Police cruiser business proves to be hot

Normally accustomed to sitting in the back seat of a police car, I found myself recently in a surprising change of position: I got to drive a police car. And, not being able to help myself, somehow the car managed to peel off a tiny little burnout because, well, suddenly I was The Law.

And I have to say, all those boyhood thoughts about becoming a police officer in hot pursuit of speeding cars came flooding back as I ripped off rubber with the accelerator flat against the floor of a brand new Dodge Pursuit vehicle, freshly assembled in police livery by Ottawa’s Intercept PSE, which specializes in preparing custom police, fire and EMS vehicles. On some completely empty back roads, I chased some imaginary suspects as the Charger’s big 5.7L Hemi V8 proved, quite categorically, that it would not be outrun by anything other than something exotic.

The work by Intercept PSE is impressive, too. The 2011 Dodge Charger I drove was equipped with a litany of tight fitting components, video recorders, custom plastic floors and plastic seats in the back, bars on the back windows, a unique barrier between the front and back, as well as a custom-fitted console upfront housing the radio and siren controls, which I “accidentally” turned on. All done, the car cost about $46,000. No wonder young men go into the police service — these cars are as almost as exciting as racecars.

Intercept PSE is one of many companies across Canada that fully dress base cruisers that come from the factory as purpose-built police cars. For the City of Ottawa, cruisers are dressed by the municipality; but Intercept PSE, with a staff of four, still converts between 50 and 100 vehicles a year for various other small municipalities. They install everything from lights, sirens and graphics to custom welding, fabricating and manufacturing. CEO Jean-Marc Bois says his company can also convert snowmobiles, boats, ATVs “just about anything you can put a light or siren on.”
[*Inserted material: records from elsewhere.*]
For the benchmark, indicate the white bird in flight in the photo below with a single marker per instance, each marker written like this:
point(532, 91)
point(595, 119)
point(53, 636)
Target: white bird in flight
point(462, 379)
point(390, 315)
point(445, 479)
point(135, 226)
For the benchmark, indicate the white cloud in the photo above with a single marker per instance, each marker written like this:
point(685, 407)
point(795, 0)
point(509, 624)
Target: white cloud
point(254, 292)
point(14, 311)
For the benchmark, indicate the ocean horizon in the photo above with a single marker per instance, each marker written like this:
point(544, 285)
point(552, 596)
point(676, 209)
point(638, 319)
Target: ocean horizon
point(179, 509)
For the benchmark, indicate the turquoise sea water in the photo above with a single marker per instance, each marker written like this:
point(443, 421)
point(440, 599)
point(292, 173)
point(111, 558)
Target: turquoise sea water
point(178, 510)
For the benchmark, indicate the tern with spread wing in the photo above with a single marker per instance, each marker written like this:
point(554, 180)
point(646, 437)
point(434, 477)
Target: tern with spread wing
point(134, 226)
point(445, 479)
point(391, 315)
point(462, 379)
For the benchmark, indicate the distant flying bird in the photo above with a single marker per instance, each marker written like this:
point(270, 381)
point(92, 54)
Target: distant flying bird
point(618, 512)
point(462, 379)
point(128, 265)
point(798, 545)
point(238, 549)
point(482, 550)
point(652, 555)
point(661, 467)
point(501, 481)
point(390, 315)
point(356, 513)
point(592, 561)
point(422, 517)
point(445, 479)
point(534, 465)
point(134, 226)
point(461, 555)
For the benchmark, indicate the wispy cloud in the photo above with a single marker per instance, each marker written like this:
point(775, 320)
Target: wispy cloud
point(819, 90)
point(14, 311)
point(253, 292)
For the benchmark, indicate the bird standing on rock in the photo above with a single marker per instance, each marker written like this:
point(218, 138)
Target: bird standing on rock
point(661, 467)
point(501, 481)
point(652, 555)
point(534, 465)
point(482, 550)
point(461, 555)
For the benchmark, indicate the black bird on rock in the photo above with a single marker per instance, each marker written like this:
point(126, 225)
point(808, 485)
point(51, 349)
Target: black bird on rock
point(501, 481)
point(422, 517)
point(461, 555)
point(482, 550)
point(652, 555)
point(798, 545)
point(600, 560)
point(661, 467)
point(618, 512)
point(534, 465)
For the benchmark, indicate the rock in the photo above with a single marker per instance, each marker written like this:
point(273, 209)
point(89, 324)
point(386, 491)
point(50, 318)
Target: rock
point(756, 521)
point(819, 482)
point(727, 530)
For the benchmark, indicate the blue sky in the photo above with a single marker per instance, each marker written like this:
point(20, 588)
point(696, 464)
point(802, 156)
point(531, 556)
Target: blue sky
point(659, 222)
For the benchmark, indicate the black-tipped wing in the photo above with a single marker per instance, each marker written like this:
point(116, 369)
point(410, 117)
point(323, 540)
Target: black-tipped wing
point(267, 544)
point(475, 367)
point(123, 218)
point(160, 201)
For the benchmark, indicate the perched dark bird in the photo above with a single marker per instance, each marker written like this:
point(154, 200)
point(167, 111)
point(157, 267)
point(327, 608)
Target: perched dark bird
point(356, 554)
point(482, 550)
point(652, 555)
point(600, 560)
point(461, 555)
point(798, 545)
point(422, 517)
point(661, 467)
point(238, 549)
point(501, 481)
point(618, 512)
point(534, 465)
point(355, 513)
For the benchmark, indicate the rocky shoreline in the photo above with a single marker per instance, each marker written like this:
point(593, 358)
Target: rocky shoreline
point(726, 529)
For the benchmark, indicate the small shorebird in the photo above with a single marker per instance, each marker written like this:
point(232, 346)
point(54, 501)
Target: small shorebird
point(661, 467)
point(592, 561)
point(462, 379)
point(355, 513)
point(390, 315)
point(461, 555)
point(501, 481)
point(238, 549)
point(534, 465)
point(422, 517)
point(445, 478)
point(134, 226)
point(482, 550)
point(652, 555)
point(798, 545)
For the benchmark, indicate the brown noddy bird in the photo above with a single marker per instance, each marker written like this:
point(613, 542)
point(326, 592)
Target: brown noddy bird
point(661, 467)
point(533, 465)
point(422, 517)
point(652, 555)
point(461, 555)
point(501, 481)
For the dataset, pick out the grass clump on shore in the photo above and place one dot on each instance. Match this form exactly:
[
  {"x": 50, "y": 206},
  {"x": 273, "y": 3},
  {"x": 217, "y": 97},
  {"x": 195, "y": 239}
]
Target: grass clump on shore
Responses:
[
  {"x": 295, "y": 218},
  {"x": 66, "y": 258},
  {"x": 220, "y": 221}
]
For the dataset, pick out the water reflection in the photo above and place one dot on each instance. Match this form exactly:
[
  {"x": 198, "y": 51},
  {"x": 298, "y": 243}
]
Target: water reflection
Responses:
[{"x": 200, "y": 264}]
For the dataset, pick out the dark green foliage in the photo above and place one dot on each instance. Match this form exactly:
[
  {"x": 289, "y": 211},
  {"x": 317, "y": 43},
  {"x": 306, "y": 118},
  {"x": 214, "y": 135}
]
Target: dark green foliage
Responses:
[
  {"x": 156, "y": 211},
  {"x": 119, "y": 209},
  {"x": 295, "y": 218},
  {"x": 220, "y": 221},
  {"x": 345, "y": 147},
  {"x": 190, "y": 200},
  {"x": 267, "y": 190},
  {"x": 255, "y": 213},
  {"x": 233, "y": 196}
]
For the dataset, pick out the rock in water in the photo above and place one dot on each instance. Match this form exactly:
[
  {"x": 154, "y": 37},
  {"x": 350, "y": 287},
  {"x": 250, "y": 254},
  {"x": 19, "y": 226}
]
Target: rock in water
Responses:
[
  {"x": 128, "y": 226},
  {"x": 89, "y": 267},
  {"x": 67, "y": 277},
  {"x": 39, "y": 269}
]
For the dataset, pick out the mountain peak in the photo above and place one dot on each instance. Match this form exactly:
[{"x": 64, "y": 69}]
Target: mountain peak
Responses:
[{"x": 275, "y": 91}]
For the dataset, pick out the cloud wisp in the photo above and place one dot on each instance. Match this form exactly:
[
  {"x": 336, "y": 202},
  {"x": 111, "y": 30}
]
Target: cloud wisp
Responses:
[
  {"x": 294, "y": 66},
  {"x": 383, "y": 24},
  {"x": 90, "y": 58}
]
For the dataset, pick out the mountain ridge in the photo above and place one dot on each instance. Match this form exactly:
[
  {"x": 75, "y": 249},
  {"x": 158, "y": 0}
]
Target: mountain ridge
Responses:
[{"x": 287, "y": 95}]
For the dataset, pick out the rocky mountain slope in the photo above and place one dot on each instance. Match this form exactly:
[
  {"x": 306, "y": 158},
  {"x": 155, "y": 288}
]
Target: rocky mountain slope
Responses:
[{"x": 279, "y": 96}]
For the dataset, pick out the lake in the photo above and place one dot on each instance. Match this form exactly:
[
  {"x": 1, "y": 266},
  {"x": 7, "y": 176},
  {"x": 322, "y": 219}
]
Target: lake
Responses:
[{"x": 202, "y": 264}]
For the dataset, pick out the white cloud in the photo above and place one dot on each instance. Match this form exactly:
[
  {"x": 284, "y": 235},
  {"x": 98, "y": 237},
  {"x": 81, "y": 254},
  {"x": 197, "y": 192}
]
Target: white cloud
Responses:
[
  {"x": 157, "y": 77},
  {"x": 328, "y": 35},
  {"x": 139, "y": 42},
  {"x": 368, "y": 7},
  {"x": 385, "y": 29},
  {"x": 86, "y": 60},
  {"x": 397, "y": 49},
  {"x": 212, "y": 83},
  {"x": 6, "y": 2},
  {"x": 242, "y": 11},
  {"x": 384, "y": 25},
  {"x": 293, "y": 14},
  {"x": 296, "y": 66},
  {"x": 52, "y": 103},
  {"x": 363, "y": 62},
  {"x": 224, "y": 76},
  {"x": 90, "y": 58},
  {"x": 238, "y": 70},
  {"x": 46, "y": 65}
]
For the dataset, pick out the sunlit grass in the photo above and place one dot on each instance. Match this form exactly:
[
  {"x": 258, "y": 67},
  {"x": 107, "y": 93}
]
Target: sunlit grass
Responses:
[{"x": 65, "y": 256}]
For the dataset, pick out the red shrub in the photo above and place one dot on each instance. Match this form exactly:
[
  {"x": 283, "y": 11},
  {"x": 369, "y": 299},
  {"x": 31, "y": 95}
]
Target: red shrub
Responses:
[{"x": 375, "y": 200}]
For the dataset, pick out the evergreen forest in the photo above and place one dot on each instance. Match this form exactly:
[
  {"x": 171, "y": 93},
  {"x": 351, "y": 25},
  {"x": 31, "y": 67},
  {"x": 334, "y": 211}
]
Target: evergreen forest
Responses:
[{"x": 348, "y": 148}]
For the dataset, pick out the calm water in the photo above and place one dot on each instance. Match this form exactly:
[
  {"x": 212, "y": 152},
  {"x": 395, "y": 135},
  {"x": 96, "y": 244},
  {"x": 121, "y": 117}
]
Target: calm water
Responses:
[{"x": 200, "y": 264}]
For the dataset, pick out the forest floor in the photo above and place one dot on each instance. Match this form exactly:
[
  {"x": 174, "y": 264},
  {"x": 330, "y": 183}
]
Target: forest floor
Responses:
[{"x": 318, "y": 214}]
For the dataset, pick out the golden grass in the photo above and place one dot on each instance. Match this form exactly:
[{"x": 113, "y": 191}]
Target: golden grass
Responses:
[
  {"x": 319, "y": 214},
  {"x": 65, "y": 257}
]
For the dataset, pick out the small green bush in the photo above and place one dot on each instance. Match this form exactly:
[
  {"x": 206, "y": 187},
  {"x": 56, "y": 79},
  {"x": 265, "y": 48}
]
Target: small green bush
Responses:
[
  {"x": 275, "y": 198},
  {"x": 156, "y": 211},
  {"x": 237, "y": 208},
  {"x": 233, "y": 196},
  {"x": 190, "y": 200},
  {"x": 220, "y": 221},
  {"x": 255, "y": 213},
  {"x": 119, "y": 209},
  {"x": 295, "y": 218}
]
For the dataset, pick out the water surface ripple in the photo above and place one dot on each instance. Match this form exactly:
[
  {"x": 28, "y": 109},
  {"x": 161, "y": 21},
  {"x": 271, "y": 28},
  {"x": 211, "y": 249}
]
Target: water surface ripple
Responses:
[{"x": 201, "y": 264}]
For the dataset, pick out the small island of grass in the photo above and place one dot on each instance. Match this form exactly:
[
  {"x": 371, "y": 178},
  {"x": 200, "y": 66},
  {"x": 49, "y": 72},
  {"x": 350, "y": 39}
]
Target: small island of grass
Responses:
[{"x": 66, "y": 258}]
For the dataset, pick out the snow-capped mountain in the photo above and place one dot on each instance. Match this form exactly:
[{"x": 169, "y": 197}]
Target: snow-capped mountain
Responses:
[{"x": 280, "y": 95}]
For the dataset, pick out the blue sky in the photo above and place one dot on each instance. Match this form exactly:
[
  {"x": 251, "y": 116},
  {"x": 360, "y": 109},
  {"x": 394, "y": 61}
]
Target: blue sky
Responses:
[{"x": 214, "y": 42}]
The police intercept business is big, too, with Ford, Chrysler and GM all vying for a slice of the lucrative government police pool. Ford, long the king of the police cruiser with its Crown Victoria, is ramping up a new Taurus and Explorer, while GM is building a new Caprice, and Dodge has its newly revised Charger, known in some circles as “the Enforcer.”

The unit I drove was one of the first 2011 models off the assembly line at the Brampton Assembly Plant in Brampton, Ontario. It includes an upgraded suspension, including heavy-duty brakes, stabilizer bars both front and rear, 18-inch steel wheels with performance tires, and two police-only calibrations in the car’s Electronic Stability Control system. The standard engine is the company’s new 3.6-liter Pentastar V6, good for 290 horsepower, though any police department wanting respect will order cars with the optional 5.7-liter Hemi V8, producing about 370 horsepower.

That, I can assure you, is enough to reach 100 km/h in about 6 seconds — slightly slower if you make the rookie move of smoking the tires on takeoff.

Ottawa’s Intercept PSE specializes in preparing custom police, fire and EMS vehicles such as this Dodge Charger.